The justices have continued to issue emergency orders that have allowed the Trump administration to implement its policies. The administration has filed 20 emergency requests with the court since taking office in January.
On Wednesday, Kagan raised concerns about the emergency docket in a dissent from a ruling that allowed President Donald Trump to temporarily remove three Democratic members of the Consumer Product Safety Commission. She accused the court’s conservatives of once again using the court’s emergency docket “to destroy the independence of an independent agency, as established by Congress.”
Kagan previously raised concerns during last year’s Ninth Circuit conference about the high volume of emergency petitions the Supreme Court receives.

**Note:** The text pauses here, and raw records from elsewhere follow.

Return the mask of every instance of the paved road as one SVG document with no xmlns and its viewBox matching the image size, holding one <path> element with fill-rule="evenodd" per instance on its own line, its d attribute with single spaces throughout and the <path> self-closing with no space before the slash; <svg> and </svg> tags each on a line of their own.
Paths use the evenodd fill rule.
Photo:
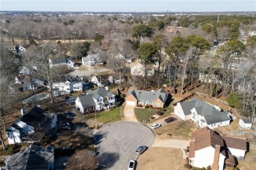
<svg viewBox="0 0 256 170">
<path fill-rule="evenodd" d="M 138 158 L 138 146 L 150 146 L 154 135 L 140 124 L 120 121 L 101 128 L 95 139 L 100 163 L 106 164 L 107 169 L 121 170 L 127 169 L 129 160 Z"/>
<path fill-rule="evenodd" d="M 79 71 L 78 67 L 75 67 L 74 70 L 72 72 L 70 72 L 69 75 L 71 75 L 72 76 L 86 76 L 91 77 L 91 75 L 93 75 L 95 73 L 98 72 L 98 69 L 94 69 L 92 67 L 87 67 L 88 70 L 85 71 Z M 112 69 L 100 69 L 100 72 L 104 72 L 104 71 L 112 71 Z"/>
<path fill-rule="evenodd" d="M 134 112 L 135 106 L 125 105 L 123 108 L 123 114 L 125 115 L 125 120 L 138 122 Z"/>
</svg>

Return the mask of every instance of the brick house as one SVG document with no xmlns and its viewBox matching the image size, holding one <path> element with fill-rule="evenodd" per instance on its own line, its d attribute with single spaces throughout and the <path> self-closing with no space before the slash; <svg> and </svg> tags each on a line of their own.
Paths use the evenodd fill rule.
<svg viewBox="0 0 256 170">
<path fill-rule="evenodd" d="M 156 92 L 129 90 L 125 97 L 126 105 L 137 106 L 151 105 L 156 108 L 164 108 L 168 94 L 163 89 Z"/>
</svg>

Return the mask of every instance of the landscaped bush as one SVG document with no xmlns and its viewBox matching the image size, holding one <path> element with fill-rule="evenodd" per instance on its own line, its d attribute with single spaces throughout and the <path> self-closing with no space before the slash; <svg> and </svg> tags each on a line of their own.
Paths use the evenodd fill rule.
<svg viewBox="0 0 256 170">
<path fill-rule="evenodd" d="M 156 113 L 158 114 L 158 116 L 161 116 L 163 114 L 163 112 L 162 112 L 160 110 L 158 110 Z"/>
<path fill-rule="evenodd" d="M 143 106 L 142 106 L 142 105 L 140 105 L 140 104 L 139 104 L 139 105 L 138 105 L 138 107 L 143 107 Z"/>
</svg>

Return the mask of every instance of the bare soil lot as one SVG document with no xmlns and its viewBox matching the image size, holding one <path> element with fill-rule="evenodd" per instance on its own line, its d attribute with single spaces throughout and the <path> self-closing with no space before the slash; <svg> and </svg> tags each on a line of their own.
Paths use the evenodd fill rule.
<svg viewBox="0 0 256 170">
<path fill-rule="evenodd" d="M 184 169 L 186 160 L 182 158 L 179 148 L 150 148 L 139 158 L 137 169 Z"/>
</svg>

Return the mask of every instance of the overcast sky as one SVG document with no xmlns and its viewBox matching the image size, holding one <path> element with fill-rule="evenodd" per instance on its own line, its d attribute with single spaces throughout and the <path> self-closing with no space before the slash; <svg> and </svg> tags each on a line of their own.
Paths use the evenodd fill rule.
<svg viewBox="0 0 256 170">
<path fill-rule="evenodd" d="M 0 0 L 0 10 L 79 12 L 256 11 L 256 0 Z"/>
</svg>

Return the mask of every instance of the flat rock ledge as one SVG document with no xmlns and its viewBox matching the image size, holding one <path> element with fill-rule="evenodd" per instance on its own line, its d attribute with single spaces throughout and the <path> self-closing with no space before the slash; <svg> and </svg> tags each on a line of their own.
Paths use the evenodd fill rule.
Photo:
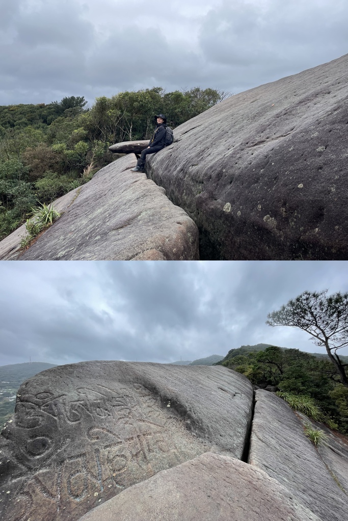
<svg viewBox="0 0 348 521">
<path fill-rule="evenodd" d="M 134 154 L 121 157 L 58 200 L 62 217 L 24 252 L 24 226 L 5 238 L 0 260 L 198 259 L 194 222 L 163 188 L 130 171 L 136 162 Z"/>
<path fill-rule="evenodd" d="M 256 391 L 256 399 L 248 463 L 277 480 L 322 521 L 346 521 L 348 495 L 304 435 L 300 419 L 272 393 Z"/>
<path fill-rule="evenodd" d="M 347 68 L 345 55 L 232 96 L 147 159 L 201 259 L 348 258 Z"/>
<path fill-rule="evenodd" d="M 207 452 L 162 470 L 79 521 L 320 521 L 265 472 Z"/>
<path fill-rule="evenodd" d="M 76 521 L 207 452 L 240 458 L 253 398 L 249 380 L 221 366 L 88 362 L 44 371 L 22 384 L 0 436 L 0 519 Z"/>
<path fill-rule="evenodd" d="M 140 154 L 148 145 L 148 139 L 142 141 L 123 141 L 112 145 L 109 150 L 114 154 L 129 154 L 130 152 Z"/>
</svg>

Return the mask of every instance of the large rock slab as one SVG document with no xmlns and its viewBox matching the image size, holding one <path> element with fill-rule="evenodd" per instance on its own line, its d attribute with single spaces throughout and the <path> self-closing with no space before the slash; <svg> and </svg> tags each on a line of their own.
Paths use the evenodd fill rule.
<svg viewBox="0 0 348 521">
<path fill-rule="evenodd" d="M 21 386 L 0 437 L 0 518 L 75 520 L 208 451 L 240 458 L 252 402 L 250 382 L 222 367 L 93 362 L 44 371 Z"/>
<path fill-rule="evenodd" d="M 140 154 L 142 151 L 149 146 L 149 140 L 140 141 L 122 141 L 109 146 L 109 150 L 114 154 Z"/>
<path fill-rule="evenodd" d="M 80 191 L 81 187 L 79 187 L 58 199 L 56 199 L 53 203 L 54 209 L 59 214 L 64 213 L 73 204 Z M 0 260 L 13 260 L 18 259 L 22 253 L 20 249 L 21 241 L 26 235 L 26 225 L 22 225 L 2 241 L 0 241 Z"/>
<path fill-rule="evenodd" d="M 348 55 L 233 96 L 147 160 L 211 260 L 348 258 Z"/>
<path fill-rule="evenodd" d="M 319 521 L 265 472 L 207 453 L 162 470 L 79 521 Z"/>
<path fill-rule="evenodd" d="M 21 260 L 181 260 L 199 258 L 196 225 L 163 188 L 134 173 L 129 154 L 80 187 L 62 216 L 24 253 Z M 11 244 L 11 235 L 6 244 Z M 2 241 L 3 242 L 3 241 Z M 2 242 L 0 243 L 2 244 Z M 3 259 L 8 258 L 6 253 Z"/>
<path fill-rule="evenodd" d="M 348 496 L 281 398 L 256 392 L 248 463 L 266 472 L 322 521 L 346 521 Z"/>
<path fill-rule="evenodd" d="M 318 444 L 317 450 L 326 468 L 348 497 L 348 438 L 322 424 L 309 419 L 304 414 L 296 414 L 304 426 L 309 424 L 326 435 L 326 440 Z"/>
</svg>

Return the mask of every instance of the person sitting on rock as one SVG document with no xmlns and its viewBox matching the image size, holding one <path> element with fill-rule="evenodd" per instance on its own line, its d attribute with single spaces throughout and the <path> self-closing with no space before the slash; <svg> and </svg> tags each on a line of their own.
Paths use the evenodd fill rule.
<svg viewBox="0 0 348 521">
<path fill-rule="evenodd" d="M 147 154 L 154 154 L 155 152 L 158 152 L 159 150 L 161 150 L 164 147 L 167 119 L 163 114 L 159 114 L 155 117 L 157 118 L 157 125 L 153 135 L 149 143 L 147 148 L 144 148 L 141 152 L 140 157 L 137 162 L 137 166 L 130 169 L 132 172 L 143 172 Z"/>
</svg>

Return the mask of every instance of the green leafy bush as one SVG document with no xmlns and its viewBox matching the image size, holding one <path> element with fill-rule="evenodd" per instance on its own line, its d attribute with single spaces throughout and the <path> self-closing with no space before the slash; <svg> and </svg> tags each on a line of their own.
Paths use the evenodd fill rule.
<svg viewBox="0 0 348 521">
<path fill-rule="evenodd" d="M 279 391 L 275 394 L 289 403 L 292 409 L 303 413 L 316 421 L 319 420 L 322 414 L 320 408 L 315 405 L 314 400 L 309 396 L 304 394 L 293 394 L 282 391 Z"/>
</svg>

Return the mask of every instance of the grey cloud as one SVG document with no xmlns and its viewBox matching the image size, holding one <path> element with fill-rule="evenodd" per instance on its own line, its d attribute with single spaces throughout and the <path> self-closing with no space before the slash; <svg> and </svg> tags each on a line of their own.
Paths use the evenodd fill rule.
<svg viewBox="0 0 348 521">
<path fill-rule="evenodd" d="M 92 102 L 154 85 L 238 92 L 338 57 L 348 43 L 343 0 L 2 0 L 2 104 Z"/>
<path fill-rule="evenodd" d="M 306 289 L 348 290 L 345 262 L 54 265 L 0 265 L 1 363 L 168 362 L 260 342 L 317 351 L 267 314 Z"/>
</svg>

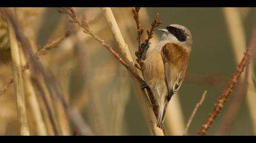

“Our summers used to actually be summers,” she said in July 2024. She said the justices have “gotten into a pattern where we’re doing too many of them.”
Democrats proposed legislation last year to bring more transparency to the shadow docket by requiring the justices to provide reasoning for their rulings on emergency requests, but the bill failed to gain traction in the Senate.
Justices Brett Kavanaugh and Clarence Thomas have raised concerns about the growing emergency docket and how it limits the court’s ability to hear more merits cases. But in continuing to rule on these requests, critics say it invites litigants to keep rushing to the court.
‘Step Beyond’
Kagan also raised concerns about increasing threats to judges’ personal safety, and called on the bench to, in the face of that criticism, “do the law in the best way that they know how.”
She criticized efforts by House Republicans to impeach individual federal judges who ruled against the Trump administration, also recently rebuked by Chief Justice John Roberts.
“Judges are fair game for all kinds of criticism. Strong criticism, pointed criticism. But vilifying judges in that way is a step beyond and ought to be understood as such,” Kagan said.
And she lamented her frequent position on the losing side of the Supreme Court’s 6-3 ideological splits, following a string of divided rulings favoring the Trump administration.
“I don’t enjoy that. I find it frustrating. I find it disappointing. I find it sometimes even maddening,” Kagan said, though she added that she respects her colleagues and believes they operate in good faith.
Her liberal colleagues have expressed stronger feelings of frustration about their position. Justice Sonia Sotomayor said last year there have been days after cases are announced that she “closed my door and cried,” and Justice Ketanji Brown Jackson said earlier this month that the state of US democracy keeps her up at night.